Agassiz is logical, and he exhausts the consequences of his theory. But he forgets one important fact which may be opposed to all those who, either fully or partially, embrace this order of ideas.
No animal species has ever changed its voice for that of a species nearly allied to it. An ass’s colt, reared by a mare and isolated in the midst of horses, never forgets its bray or learns to neigh. While, on the contrary, it is well known, that a White, if placed in earliest infancy in the midst of Chinese or Australians, will only speak their language. The converse is equally true.
The reason of this is that the animal voice is a fundamental character, adhering evidently to the nature of the being, susceptible of slight modification, but incapable of disappearing, or of transference as a whole; it is a specific character.
Human language is entirely different. It is essentially variable, and subject to modification from one generation to another it is subject to transformation; it borrows and loses; it may be replaced by another; it is evidently subordinate to the intelligence and to the conditions of life. We can only, therefore, regard it as a secondary character; a character of race.
From the linguistic point of view, the specific attribute of man is not the special language which he employs, it is the faculty of articulation, speech, which has given him the power of creating a primitive language, and to vary it infinitely by means of his intelligence and will, more or less influenced by innumerable circumstances.

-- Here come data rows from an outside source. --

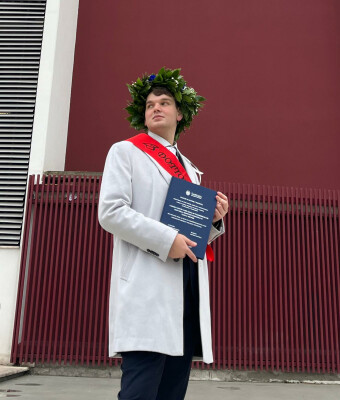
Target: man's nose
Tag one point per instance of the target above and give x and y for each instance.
(157, 107)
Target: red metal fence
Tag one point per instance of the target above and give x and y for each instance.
(275, 284)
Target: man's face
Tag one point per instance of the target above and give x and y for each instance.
(161, 114)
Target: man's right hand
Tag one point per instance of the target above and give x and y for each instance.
(180, 248)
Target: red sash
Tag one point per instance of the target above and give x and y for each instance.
(168, 161)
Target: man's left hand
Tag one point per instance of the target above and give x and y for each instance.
(222, 206)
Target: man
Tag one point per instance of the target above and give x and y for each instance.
(159, 298)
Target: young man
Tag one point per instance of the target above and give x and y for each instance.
(159, 299)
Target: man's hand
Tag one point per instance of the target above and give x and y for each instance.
(180, 248)
(222, 206)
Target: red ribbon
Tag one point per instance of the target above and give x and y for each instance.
(168, 161)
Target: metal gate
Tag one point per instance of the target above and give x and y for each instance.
(274, 284)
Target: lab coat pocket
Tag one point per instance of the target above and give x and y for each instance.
(128, 261)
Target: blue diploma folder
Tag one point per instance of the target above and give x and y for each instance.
(190, 208)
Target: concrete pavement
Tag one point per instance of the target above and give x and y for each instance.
(38, 387)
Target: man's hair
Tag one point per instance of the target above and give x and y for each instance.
(170, 83)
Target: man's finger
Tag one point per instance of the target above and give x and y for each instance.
(189, 242)
(191, 255)
(223, 196)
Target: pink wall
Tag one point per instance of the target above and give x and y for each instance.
(268, 68)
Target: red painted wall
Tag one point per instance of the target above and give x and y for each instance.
(268, 68)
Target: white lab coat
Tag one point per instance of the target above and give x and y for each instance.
(146, 295)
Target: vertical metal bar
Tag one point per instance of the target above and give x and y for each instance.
(94, 270)
(41, 271)
(314, 277)
(322, 285)
(275, 279)
(47, 275)
(49, 322)
(31, 280)
(244, 278)
(100, 267)
(61, 267)
(336, 230)
(250, 198)
(255, 267)
(264, 239)
(259, 272)
(311, 275)
(75, 241)
(281, 268)
(234, 235)
(66, 299)
(54, 327)
(105, 299)
(290, 280)
(328, 272)
(225, 285)
(299, 293)
(25, 244)
(318, 245)
(81, 270)
(270, 203)
(229, 279)
(238, 295)
(85, 274)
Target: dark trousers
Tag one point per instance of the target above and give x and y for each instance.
(155, 376)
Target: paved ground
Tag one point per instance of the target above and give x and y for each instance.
(67, 388)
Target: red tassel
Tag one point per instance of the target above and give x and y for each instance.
(209, 252)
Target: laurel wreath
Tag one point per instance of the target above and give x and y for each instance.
(187, 100)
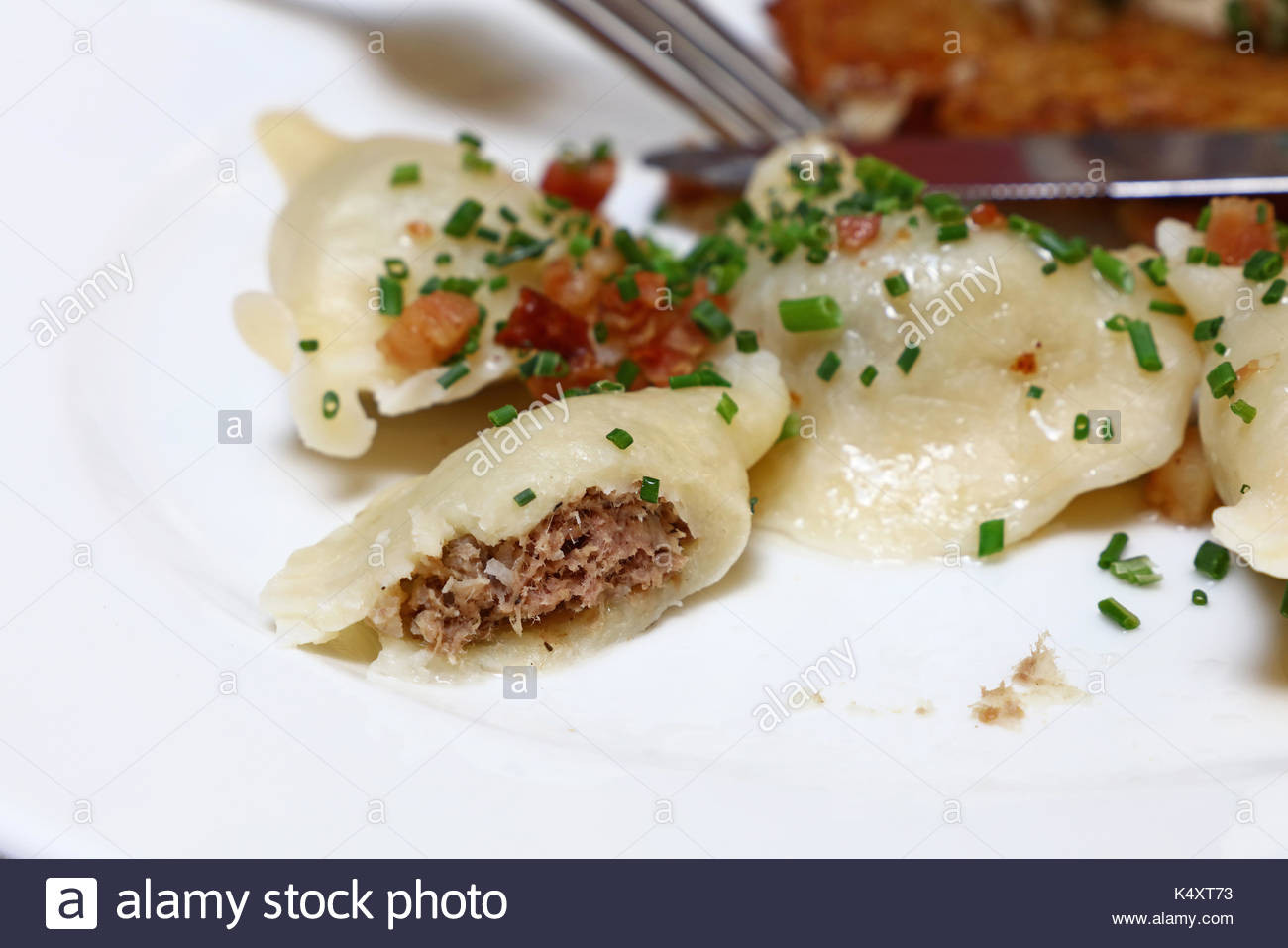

Here, again, I am fortunate enough to be able to support opinions, which I have long maintained, by the conclusions of Whitney upon this point. “Now,” says this learned linguist, “to pretend, in order to explain the variety of languages, that the power of expression has been virtually different in different races, that one language has contained, from its origin and in its primitive materials, a formative principle which is not in others; that the elements employed for a formal usage were formal by nature, and so on,—all this is pure mythology.”